Untuk itu, upaya menjaga peradaban menuntut keberanian melampaui kenyamanan masa kini, dengan visi jangka panjang yang memadukan ilmu, iman, dan nilai-nilai kemanusiaan. Sebagaimana dicatat Yuval Noah Harari (2011, 2015) dalam Sapiens: A Brief History of Humankind, dan Homo Deus: A Brief History of Tomorrow bahwa, kemajuan peradaban tidak akan berarti jika kehilangan arah moral dan kebijaksanaan eksistensial. Oleh karena itu, tugas sejarah kita bukan hanya membangun, tetapi menjaga—agar peradaban tetap manusiawi. Kemajuan peradaban tentunya diusung oleh masyarakat itu sendiri. Tugas ini bukan sekadar tugas pemerintah atau pemuka agama, melainkan tanggung jawab kolektif, terutama kalangan akademik, budayawan, dan kaum muda. Bahwa institusi-institusi dalam masyarakat, termasuk lembaga pendidikan tinggi memiliki tanggung jawab dalam menghadapi tantangan moral dan religius. Artinya bahwa institusi-institusi perguruan tinggi seharusnya tidak hanya fokus pada pengembangan intelektual semata, tetapi juga pada pembentukan nilai-nilai moral dan spiritual dalam masyarakat.Perguruan tinggi sebagai penjaga nurani bangsa memiliki peran strategis dalam mendidik generasi-generasi untuk berpikir kritis sekaligus beretika agar tidak tercerabut dari akar sejarah dan tanggung jawab kemanusiaan.

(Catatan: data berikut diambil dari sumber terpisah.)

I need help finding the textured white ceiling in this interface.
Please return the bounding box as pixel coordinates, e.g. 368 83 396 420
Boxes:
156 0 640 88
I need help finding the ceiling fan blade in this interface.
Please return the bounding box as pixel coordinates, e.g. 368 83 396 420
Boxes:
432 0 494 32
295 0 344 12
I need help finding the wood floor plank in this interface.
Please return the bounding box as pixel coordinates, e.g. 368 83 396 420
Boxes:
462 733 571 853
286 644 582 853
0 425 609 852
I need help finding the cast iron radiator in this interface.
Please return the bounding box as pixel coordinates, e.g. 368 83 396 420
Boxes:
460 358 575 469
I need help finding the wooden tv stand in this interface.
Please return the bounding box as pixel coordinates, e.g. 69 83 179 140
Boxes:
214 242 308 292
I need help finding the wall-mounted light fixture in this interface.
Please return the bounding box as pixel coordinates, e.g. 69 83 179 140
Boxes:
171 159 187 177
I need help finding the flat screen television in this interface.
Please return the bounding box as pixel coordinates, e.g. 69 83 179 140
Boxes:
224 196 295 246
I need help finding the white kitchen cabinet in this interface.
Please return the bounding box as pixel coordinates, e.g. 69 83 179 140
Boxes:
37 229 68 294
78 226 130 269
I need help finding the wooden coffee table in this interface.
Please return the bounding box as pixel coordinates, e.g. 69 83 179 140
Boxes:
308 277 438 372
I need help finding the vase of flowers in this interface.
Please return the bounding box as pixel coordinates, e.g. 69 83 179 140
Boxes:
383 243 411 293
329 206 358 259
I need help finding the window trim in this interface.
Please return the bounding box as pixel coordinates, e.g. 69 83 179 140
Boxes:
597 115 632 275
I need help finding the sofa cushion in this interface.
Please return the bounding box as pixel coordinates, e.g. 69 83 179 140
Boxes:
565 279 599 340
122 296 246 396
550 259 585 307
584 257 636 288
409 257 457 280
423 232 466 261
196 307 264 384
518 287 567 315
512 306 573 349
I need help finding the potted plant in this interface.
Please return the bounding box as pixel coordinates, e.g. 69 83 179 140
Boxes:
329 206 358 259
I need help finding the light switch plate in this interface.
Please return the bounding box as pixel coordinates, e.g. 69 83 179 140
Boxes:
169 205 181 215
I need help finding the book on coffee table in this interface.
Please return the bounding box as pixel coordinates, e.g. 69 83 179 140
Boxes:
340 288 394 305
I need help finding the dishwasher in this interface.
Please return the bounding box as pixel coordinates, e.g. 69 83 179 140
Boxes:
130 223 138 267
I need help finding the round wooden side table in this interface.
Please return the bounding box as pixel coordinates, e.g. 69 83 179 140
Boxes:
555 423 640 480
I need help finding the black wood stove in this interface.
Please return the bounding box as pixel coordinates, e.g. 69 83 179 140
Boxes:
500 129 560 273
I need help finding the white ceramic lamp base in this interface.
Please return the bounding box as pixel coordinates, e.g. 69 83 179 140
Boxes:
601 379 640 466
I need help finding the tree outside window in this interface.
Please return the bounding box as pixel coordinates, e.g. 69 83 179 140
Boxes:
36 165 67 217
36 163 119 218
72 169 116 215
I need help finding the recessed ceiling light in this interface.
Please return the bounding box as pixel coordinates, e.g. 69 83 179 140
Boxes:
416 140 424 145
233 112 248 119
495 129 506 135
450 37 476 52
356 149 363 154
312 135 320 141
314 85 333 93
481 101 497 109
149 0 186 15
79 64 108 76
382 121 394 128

Uraian di atas terasa semakin relevan di tengah situasi perguruan tinggi saat ini, baik di Indonesia maupun secara global. Dalam perkembangan terkini, banyak perguruan tinggi terjebak dalam orientasi pragmatis: mengejar akreditasi, ranking, dan daya saing pasar tenaga kerja. Tanpa disadari, fokus perguruan tinggi sering bergeser dari misi mulianya: membentuk manusia kritis yang berintegritas, memiliki kesadaran moral, dan berjiwa melayani. Pemikiran Toynbee mengingatkan kita bahwa tantangan yang dihadapi umat manusia bukan sekadar tantangan teknis atau ekonomi, melainkan juga tantangan moral—tentang bagaimana manusia memperlakukan sesamanya, lingkungan, dan nilai-nilai kebenaran itu sendiri. Demikian pula, John Henry Newman (1873) dalam karyanya The Idea of a University menegaskan pentingnya dimensi moral dalam pendidikan tinggi yang menekankan bahwa perguruan tinggi harus menjadi tempat “penanaman kebaikan intelektual dan moral.” Juga Henry Rosovsky (1990) dalam The University: An Owner’s Manual berbicara tentang pentingnya menjaga keseimbangan antara kebebasan akademik dan tanggung jawab sosial. Di Indonesia, fenomena “pembajakan akademik” melalui jual-beli gelar, pelanggaran etika penelitian, hingga budaya saling menutupi kesalahan, menunjukkan bahwa pendidikan tinggi kita sedang mengalami apa yang disebut Toynbee sebagai “loss of creative minority”—hilangnya kelompok kecil pemikir visioner yang mampu memandu perubahan sosial dengan integritas moral. Mengacu pada pandangan dan fakta ini, sudah saatnya perguruan tinggi di Indonesia tidak hanya mengajarkan what to think (apa yang harus dipelajari), tetapi lebih penting lagi how to think (bagaimana berpikir secara kritis dan etis). Ini bukan semata-mata tentang melahirkan lulusan kompeten, melainkan membentuk manusia unggul—yang cerdas akalnya, tajam nuraninya, dan kokoh prinsip moralnya.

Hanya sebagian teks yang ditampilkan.